While many military service branches as grappling with manpower cuts, the Coast Guard is looking to expand, Commandant Adm. Paul Zukunft said Tuesday.
Speaking at the U.S. Capitol as he delivered his service's annual State of the Coast Guard address, Zukunft paraphrased a line from the 1975 classic "Jaws".
"Looking at the challenges we're facing in the world today: ladies and gentlemen, you're going to need a bigger Coast Guard," he said.
Zukunft added that he was directing a Coast Guard Manpower Requirements Plan to develop a force size that took into account current strategy and risk management.

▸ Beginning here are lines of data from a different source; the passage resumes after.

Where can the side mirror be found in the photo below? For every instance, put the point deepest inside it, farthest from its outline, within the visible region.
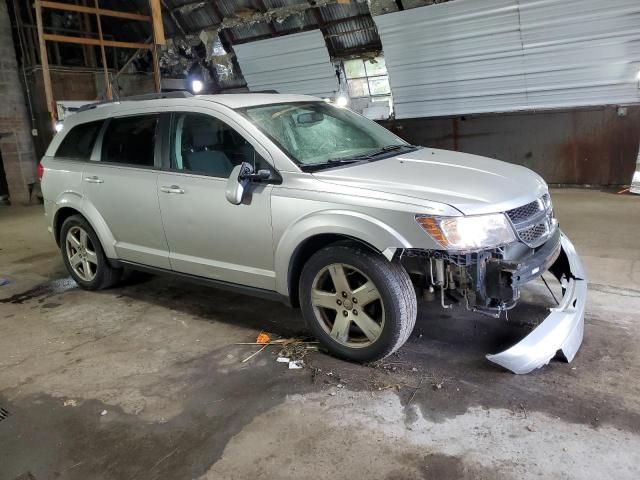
(236, 184)
(240, 177)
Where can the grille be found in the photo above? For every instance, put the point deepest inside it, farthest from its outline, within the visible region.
(534, 222)
(524, 213)
(532, 234)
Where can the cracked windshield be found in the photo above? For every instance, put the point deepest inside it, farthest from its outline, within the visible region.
(317, 134)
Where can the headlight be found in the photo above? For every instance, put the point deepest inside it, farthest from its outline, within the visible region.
(468, 233)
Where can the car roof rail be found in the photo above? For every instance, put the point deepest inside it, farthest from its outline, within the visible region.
(136, 98)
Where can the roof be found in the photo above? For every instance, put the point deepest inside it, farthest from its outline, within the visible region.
(233, 101)
(242, 100)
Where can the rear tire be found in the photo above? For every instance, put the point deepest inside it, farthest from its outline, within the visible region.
(359, 305)
(84, 257)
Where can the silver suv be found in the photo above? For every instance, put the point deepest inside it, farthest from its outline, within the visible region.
(290, 197)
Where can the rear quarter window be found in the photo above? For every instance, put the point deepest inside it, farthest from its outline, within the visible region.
(130, 140)
(78, 143)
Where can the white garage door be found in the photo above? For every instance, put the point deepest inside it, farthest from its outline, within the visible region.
(297, 63)
(470, 56)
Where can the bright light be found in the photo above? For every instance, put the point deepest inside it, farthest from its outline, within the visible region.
(342, 101)
(468, 233)
(197, 86)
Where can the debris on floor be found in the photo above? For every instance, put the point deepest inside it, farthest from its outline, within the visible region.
(292, 351)
(263, 338)
(296, 364)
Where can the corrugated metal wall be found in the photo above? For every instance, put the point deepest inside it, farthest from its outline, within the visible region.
(296, 63)
(468, 56)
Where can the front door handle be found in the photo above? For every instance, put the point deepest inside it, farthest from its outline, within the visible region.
(171, 189)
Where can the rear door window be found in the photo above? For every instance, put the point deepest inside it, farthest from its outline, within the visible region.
(130, 140)
(78, 143)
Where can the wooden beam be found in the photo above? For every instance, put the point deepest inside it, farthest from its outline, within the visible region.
(105, 67)
(94, 10)
(95, 41)
(44, 60)
(158, 27)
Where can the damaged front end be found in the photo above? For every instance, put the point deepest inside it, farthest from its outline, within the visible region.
(490, 282)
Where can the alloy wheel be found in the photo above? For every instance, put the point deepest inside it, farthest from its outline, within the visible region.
(81, 254)
(348, 305)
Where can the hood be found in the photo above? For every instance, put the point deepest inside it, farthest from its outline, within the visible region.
(469, 183)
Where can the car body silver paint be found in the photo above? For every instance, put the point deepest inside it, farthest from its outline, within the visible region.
(375, 203)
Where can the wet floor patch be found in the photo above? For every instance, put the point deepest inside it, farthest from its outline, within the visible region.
(42, 291)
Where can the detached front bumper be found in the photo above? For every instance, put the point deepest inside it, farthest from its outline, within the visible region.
(563, 329)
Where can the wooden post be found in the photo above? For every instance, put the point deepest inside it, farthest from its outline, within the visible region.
(105, 67)
(44, 59)
(158, 39)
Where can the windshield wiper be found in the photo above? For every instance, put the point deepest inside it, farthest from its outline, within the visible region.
(375, 153)
(360, 157)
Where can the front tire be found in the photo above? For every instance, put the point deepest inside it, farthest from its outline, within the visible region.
(83, 255)
(359, 305)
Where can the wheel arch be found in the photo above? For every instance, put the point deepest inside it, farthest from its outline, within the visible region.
(69, 207)
(311, 233)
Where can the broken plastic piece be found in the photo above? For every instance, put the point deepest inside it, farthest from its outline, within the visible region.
(263, 338)
(296, 364)
(563, 328)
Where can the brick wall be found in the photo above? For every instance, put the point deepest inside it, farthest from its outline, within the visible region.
(16, 144)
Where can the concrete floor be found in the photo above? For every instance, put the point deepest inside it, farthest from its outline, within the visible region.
(160, 357)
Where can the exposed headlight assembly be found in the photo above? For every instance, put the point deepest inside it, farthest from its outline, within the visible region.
(468, 233)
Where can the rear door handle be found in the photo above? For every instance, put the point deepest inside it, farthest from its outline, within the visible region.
(171, 189)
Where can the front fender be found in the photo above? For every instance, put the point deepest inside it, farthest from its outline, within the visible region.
(90, 213)
(352, 224)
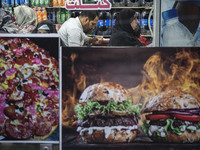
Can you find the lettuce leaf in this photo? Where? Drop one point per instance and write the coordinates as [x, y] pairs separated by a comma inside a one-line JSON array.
[[90, 107], [168, 127]]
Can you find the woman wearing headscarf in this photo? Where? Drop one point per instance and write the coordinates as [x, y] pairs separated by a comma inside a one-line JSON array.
[[7, 22], [25, 18], [124, 31], [45, 26]]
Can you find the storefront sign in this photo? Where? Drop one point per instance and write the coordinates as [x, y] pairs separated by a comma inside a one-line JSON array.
[[88, 5]]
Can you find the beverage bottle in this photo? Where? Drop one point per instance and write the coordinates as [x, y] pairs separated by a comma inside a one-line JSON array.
[[144, 22], [37, 3], [62, 16], [118, 3], [58, 13], [41, 3], [12, 3], [149, 3], [55, 3], [132, 3], [44, 13], [114, 17], [21, 2], [197, 37], [39, 12], [67, 15], [46, 3], [175, 33]]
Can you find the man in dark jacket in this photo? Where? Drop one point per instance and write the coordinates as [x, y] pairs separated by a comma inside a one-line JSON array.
[[124, 31]]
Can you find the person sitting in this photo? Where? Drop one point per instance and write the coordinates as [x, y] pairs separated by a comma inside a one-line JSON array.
[[72, 32], [124, 32], [25, 18], [7, 22], [45, 26]]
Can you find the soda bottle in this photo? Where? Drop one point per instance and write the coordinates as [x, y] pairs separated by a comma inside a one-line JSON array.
[[41, 3], [144, 22], [63, 15], [37, 3], [175, 33], [44, 14], [39, 11], [132, 3], [118, 3], [55, 3], [58, 14], [46, 3]]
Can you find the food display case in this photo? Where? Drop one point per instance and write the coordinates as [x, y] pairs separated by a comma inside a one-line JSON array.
[[145, 72], [30, 104]]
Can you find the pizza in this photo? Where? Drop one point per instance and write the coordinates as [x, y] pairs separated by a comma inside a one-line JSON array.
[[29, 90]]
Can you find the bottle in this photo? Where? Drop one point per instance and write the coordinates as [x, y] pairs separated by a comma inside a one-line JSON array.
[[37, 3], [118, 3], [41, 3], [144, 22], [55, 3], [58, 13], [62, 16], [44, 14], [46, 3], [114, 17], [39, 12], [132, 3], [175, 33]]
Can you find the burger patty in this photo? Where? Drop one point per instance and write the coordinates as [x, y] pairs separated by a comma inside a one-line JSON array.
[[176, 123], [101, 121]]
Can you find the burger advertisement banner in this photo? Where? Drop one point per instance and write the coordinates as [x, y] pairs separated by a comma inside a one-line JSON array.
[[115, 98], [29, 89]]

At 88,000 strong, the service, which falls under the Department of Homeland Security, is by far the smallest of the uniformed services.

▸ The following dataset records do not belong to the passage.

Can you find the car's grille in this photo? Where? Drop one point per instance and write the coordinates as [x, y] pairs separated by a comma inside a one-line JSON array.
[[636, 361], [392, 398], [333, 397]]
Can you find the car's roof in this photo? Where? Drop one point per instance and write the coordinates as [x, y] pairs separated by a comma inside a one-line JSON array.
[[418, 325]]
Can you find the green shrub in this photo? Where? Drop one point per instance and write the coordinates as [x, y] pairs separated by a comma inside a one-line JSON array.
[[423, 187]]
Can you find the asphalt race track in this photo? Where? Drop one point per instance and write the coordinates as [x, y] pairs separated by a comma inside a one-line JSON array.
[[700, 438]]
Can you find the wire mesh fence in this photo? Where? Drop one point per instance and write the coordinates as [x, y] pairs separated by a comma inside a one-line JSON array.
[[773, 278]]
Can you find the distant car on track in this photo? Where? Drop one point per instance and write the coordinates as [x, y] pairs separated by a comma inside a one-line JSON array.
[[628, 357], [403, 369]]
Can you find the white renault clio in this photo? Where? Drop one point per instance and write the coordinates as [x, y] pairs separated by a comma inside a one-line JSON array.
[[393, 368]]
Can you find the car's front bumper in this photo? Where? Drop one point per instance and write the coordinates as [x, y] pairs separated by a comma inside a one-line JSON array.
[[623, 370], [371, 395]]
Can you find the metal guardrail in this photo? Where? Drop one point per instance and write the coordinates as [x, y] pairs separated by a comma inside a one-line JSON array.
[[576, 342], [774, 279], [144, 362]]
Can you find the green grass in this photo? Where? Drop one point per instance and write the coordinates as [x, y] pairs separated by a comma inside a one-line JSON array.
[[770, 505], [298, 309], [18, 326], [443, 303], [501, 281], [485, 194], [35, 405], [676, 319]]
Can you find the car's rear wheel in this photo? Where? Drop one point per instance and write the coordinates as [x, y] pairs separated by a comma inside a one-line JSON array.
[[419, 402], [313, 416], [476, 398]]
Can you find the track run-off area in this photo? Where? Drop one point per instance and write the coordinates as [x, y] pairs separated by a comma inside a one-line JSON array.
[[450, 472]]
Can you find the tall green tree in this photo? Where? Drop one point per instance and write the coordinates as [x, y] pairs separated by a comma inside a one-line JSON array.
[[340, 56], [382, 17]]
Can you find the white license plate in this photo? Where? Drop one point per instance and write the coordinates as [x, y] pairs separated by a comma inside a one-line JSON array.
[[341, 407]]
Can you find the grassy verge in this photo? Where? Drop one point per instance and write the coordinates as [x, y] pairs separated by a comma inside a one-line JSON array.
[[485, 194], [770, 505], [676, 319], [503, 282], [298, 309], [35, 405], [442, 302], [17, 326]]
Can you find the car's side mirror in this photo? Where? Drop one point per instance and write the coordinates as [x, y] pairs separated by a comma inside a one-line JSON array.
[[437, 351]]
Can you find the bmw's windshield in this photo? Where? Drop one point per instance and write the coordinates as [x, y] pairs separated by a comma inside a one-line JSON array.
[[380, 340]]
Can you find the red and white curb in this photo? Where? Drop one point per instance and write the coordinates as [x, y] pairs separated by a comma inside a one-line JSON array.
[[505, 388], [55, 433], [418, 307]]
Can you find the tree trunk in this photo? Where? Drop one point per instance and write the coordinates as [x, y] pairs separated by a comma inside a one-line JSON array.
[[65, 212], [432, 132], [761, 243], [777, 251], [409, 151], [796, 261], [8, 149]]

An updated growth strategy will also allow the service to develop a Cyber Task Force, Zukunft said, which will turn the Coast Guard's cyber strategy into an operational arm of the service.
"As we move forward, duty to people will take shape in a number of ways across our organization," he said. "You are going to see mission, service and individual level changes to best align our talent with demand in the 21st century."

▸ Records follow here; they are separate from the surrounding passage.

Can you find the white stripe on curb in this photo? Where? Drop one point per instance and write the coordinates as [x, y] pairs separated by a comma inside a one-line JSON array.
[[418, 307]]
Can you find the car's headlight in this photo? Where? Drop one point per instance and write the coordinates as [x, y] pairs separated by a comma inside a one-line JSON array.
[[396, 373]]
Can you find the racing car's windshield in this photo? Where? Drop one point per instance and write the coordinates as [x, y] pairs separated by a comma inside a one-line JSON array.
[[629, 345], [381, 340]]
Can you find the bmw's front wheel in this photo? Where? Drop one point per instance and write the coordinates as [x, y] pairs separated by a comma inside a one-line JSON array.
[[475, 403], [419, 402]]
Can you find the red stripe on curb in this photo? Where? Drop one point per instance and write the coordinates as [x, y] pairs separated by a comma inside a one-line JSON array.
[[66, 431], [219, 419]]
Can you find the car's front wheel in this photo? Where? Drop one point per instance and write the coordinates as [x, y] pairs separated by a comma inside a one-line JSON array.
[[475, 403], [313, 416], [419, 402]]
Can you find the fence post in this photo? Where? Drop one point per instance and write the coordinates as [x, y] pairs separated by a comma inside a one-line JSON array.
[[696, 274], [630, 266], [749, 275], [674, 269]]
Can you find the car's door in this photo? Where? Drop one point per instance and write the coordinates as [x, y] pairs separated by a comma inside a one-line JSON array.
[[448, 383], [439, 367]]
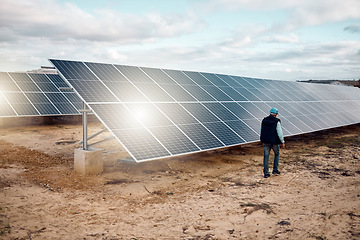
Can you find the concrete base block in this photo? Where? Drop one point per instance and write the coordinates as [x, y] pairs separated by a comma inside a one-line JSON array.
[[88, 162]]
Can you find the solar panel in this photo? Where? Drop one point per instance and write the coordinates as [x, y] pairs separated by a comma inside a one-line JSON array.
[[34, 94], [157, 113]]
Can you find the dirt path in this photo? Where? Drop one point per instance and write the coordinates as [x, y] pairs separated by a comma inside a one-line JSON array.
[[213, 195]]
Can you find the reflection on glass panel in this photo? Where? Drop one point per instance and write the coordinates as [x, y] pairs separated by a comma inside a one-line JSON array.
[[176, 113], [158, 75], [106, 72], [148, 114], [173, 139], [200, 112], [74, 70], [220, 111], [224, 133], [198, 78], [150, 147], [201, 136]]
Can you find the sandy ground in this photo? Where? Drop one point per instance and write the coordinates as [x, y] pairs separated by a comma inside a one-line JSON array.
[[212, 195]]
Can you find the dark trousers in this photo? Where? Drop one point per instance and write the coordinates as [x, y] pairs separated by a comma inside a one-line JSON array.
[[276, 149]]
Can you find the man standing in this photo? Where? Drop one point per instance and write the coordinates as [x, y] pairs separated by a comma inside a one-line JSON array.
[[271, 136]]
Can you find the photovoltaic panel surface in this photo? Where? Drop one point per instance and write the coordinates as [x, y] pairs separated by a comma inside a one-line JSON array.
[[157, 113], [34, 94]]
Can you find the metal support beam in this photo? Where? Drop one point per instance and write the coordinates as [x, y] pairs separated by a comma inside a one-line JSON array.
[[84, 113], [95, 134]]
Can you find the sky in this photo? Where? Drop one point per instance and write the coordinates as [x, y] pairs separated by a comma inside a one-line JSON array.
[[278, 39]]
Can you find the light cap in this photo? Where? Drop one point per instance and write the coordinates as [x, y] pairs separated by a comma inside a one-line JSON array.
[[274, 110]]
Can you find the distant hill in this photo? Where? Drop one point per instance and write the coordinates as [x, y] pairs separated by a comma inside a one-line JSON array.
[[355, 83]]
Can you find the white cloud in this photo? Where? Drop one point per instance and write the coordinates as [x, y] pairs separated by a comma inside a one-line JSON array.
[[354, 28], [301, 13], [289, 38], [56, 21]]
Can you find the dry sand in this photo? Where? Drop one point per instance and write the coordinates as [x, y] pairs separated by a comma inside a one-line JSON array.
[[212, 195]]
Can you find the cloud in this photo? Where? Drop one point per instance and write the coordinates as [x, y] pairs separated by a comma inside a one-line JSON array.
[[354, 28], [300, 13], [61, 21], [278, 38]]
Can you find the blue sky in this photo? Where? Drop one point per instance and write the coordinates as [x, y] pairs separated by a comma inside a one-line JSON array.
[[279, 39]]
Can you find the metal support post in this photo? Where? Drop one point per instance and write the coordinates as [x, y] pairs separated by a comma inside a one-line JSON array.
[[84, 127]]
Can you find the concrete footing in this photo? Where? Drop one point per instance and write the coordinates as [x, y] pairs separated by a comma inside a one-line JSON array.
[[88, 162]]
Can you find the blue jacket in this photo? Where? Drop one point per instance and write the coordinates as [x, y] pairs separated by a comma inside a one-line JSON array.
[[271, 131]]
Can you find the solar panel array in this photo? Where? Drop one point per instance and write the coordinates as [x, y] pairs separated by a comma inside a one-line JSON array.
[[34, 94], [157, 113]]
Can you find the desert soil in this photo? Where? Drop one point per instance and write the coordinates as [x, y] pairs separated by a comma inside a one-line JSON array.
[[210, 195]]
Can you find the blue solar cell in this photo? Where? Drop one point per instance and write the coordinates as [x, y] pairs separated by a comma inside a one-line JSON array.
[[184, 111]]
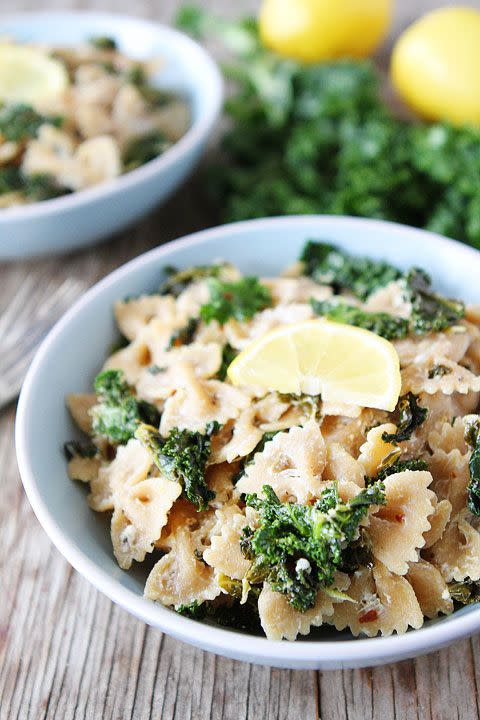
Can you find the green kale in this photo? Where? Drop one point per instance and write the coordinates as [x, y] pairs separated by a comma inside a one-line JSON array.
[[297, 548], [118, 412], [142, 149], [410, 416], [248, 459], [240, 300], [465, 592], [184, 335], [182, 457], [178, 280], [103, 42], [397, 466], [472, 438], [328, 265], [78, 449], [228, 356], [430, 312], [438, 371], [20, 122], [388, 326]]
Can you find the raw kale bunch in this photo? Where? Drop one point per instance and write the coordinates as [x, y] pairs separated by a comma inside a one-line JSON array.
[[182, 457], [297, 548], [118, 412], [319, 139]]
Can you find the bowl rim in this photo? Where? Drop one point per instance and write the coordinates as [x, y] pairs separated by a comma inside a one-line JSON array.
[[305, 654], [199, 129]]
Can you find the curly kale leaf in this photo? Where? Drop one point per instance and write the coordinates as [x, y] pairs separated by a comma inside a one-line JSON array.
[[228, 356], [21, 122], [388, 326], [185, 334], [410, 416], [297, 548], [465, 592], [240, 300], [118, 412], [398, 466], [430, 312], [472, 438], [328, 265], [182, 457]]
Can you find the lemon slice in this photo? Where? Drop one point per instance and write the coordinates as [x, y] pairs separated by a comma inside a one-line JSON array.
[[340, 362], [28, 75]]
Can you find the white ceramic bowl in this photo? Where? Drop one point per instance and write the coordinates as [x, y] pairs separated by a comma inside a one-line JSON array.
[[85, 217], [73, 353]]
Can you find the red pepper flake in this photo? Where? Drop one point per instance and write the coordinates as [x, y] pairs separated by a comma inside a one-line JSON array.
[[369, 616]]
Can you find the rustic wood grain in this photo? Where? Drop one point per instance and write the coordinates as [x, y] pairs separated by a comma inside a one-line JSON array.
[[66, 652]]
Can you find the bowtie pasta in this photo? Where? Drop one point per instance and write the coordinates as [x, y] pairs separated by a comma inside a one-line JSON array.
[[283, 512], [107, 119]]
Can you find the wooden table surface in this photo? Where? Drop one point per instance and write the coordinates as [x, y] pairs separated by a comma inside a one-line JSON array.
[[67, 652]]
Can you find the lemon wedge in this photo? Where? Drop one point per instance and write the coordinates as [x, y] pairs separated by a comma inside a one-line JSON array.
[[28, 75], [318, 357]]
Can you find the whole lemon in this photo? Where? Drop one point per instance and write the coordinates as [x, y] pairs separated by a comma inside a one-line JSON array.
[[317, 30], [435, 65]]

Zukunft's tone was exultant as he praised the Coast Guard on a year of successful and high-value drug interdictions, participation in partner military exchange programs, and promising new programs, including a newly inked 12-week maternity leave policy and assignment policy changes designed to improve stability.
At the Coast Guard academy, Zukunft said, the classes of 2018 and 2019 were the most diverse of the school's 150-year history, with 40 percent female students and 33 percent underrepresented minorities.
"I am sure most Academy graduates in the audience today probably feel like I do ... I would not want to compete with the young men and women in New London today," Zukunft said.
He said he would continue to work to improve retention among women and minorities, who still tend to leave the service at accelerated rates.
In an era of tight budgets, Zukunft also celebrated the Coast Guard's largest acquisition budget in history going into Fiscal 2017. The request includes funding to accelerate the acquisition of new heavy icebreakers, a need that Coast Guard officials have highlighted steadily as the Coast Guard Cutter Polar Star -- the country's only operational heavy icebreaker -- continues to age.
"I am grateful for the President's ardent support and his call for heavy icebreakers to ensure the United States maintains year-round access to the strategic polar regions," he said.
In Central America, Zukunft said, national security cutters continue to interdict drug shipments so large that their street value covers the cost of the cutters in a single deployment. In 2015, he said, the Coast Guard seized or disrupted more than 190 metric tons of cocaine and detained more than 700 smugglers.
And the removal of those drugs, he said, translates to added stability and safety in the region. In Honduras, Zukunft said, violent crime is down 23 percent, thanks to drug interdiction activities.
Zukunft closed with a reference to The Finest Hours, a film released in January that tells the true story of Coast Guardsmen who risked their lives in 1952 to save those aboard a sinking ship off the coast of Cape Cod.
"Today's trackline steers us clear of any rocks and shoals, and true to [Boatswain's Mate 1st Class] Bernie Webber's heroics, these are truly the finest hours to serve in the United States Coast Guard," he said.